Auteur(s) du livre : Mike Mason
Éditeur : The pragmatic bookshelf

Première rédaction de cet article le 26 mai 2005


[Avertissement : c'est le premier livre de la série "Pragmatic" que je lis. Cette série tente apparemment de faire l'intermédiaire entre O'Reilly et "XXX pour les nuls".]

Un bon livre pour deux sortes de public, ceux qui ne connaissent pas les systèmes de contrôle de versions (ou qui connaissent uniquement des systèmes très archaïques comme RCS ou ClearCase) et ceux qui font du CVS depuis dix ans et passent à Subversion.

Mise en page très agréable, bons dessins, la présentation vaut les O'Reilly.

Les explications sont correctes et détaillés. Une fois qu'on a accepté que tous les exemples soient avec des sources Java, tout se passe bien :-)
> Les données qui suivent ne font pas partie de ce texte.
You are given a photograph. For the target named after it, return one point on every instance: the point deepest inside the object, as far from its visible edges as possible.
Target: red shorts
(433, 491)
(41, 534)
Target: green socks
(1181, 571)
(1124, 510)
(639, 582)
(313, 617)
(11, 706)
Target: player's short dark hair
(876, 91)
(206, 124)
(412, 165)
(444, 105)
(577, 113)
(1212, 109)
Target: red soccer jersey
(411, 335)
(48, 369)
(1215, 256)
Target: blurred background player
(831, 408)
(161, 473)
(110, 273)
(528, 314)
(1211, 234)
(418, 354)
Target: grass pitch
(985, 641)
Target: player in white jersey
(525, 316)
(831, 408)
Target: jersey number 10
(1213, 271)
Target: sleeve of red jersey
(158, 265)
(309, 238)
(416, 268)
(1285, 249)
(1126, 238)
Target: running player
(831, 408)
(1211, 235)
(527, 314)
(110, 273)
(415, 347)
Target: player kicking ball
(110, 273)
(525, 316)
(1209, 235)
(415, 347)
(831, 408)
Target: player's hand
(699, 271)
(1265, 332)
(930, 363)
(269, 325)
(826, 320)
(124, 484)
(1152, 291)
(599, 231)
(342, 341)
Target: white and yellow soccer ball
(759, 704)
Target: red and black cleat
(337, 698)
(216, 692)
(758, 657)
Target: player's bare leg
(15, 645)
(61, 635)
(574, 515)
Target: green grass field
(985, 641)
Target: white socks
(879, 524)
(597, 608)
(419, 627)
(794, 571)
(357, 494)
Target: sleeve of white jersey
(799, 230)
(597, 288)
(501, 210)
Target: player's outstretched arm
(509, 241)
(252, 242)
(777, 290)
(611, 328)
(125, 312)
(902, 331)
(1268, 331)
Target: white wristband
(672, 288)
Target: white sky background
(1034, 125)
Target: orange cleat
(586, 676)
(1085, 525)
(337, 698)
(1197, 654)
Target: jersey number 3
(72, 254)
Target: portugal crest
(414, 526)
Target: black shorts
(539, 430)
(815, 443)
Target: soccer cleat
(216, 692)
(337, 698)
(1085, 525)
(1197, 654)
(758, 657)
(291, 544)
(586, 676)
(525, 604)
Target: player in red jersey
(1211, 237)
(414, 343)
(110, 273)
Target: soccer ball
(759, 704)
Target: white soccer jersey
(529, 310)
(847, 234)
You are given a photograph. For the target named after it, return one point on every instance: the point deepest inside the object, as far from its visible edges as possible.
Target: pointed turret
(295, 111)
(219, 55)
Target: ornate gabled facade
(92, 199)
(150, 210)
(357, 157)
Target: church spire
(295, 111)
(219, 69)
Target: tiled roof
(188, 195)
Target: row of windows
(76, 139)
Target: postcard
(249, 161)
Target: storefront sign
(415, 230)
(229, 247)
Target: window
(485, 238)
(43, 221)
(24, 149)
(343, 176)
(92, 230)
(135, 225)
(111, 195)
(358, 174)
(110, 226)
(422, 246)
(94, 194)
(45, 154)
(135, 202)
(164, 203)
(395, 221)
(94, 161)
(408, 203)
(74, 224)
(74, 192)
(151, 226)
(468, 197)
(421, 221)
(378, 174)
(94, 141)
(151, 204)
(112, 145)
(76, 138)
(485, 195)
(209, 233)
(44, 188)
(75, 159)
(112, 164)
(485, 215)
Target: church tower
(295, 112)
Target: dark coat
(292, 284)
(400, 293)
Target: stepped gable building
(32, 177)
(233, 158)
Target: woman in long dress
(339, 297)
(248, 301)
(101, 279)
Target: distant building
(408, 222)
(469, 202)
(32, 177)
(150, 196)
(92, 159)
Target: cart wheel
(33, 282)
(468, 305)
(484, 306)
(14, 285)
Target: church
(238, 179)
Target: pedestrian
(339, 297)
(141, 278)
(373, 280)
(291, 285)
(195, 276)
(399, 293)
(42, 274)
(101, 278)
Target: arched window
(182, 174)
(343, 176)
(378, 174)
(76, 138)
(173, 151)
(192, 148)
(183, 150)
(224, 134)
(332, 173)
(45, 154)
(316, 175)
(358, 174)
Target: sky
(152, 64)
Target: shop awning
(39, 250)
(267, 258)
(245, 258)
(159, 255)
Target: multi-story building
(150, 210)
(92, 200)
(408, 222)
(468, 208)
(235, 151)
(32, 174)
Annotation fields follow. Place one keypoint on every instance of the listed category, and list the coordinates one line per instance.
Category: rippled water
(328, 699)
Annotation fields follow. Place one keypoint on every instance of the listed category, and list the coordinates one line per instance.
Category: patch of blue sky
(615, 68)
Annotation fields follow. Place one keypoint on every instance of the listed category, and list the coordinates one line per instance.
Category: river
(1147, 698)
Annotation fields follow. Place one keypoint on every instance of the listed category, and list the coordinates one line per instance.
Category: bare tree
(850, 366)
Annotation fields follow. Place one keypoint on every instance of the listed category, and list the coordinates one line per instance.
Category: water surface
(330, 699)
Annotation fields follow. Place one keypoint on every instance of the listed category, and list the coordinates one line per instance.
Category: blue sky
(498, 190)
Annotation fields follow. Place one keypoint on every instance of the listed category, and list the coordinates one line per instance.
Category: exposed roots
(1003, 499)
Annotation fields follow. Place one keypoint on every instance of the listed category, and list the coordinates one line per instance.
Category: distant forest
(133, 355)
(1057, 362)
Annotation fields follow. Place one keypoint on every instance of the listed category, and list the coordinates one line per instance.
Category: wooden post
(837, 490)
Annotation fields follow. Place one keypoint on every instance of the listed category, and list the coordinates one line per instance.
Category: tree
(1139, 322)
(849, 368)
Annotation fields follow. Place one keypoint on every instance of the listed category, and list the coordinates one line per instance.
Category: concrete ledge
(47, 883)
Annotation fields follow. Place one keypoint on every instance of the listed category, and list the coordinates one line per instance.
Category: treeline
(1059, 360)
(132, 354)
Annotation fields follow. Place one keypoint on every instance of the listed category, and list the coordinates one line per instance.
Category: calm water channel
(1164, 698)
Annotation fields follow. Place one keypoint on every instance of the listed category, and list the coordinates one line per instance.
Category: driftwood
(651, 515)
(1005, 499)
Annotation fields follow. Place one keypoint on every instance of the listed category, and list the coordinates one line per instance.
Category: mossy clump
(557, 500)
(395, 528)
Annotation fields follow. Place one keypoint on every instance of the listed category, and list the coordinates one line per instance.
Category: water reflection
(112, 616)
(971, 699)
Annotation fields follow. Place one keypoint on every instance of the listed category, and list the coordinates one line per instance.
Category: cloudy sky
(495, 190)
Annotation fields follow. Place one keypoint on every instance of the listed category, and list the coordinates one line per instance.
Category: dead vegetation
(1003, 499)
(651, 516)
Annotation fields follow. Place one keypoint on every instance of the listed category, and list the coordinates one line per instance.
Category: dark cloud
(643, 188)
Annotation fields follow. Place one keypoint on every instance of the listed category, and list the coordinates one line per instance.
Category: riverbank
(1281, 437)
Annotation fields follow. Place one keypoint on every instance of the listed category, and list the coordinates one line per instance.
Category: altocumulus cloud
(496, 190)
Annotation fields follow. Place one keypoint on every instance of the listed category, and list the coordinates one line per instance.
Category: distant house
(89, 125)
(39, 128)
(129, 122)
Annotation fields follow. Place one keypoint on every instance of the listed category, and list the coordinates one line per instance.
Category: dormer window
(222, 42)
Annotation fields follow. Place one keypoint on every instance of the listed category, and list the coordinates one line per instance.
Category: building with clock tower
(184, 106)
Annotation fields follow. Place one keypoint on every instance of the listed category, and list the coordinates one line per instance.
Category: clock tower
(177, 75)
Le titre de pragmatic est assez mérité, il y a peu de discussions (par exemple les systèmes de contrôle de versions décentralisés sont à peine mentionnés), pour pouvoir passer aux tâches concrètes tout de suite.

Alors que j'utilisai déjà beaucoup Subversion, j'ai encore appris des commandes dans ce livre ("svn praise" qui affiche un fichier avec le nom du committeur de la ligne en face de chaque ligne) et des options ("svn status -u" qui vérifie le statut avec le serveur, pas uniquement en local).

Regret principal : dans une série qui se veut concrète, l'auteur n'a pas pensé à séparer clairement l'utilisation de Subversion de son administration (notamment dans les chapitres 7 et 8 sur l'organisation du dépôt). Or, il y a beaucoup plus d'utilisateurs que d'administrateurs et un livre où les chapitres Administration seraient regroupés en un endroit clairement marqué serait sans doute préférable pour les utilisateurs ordinaires.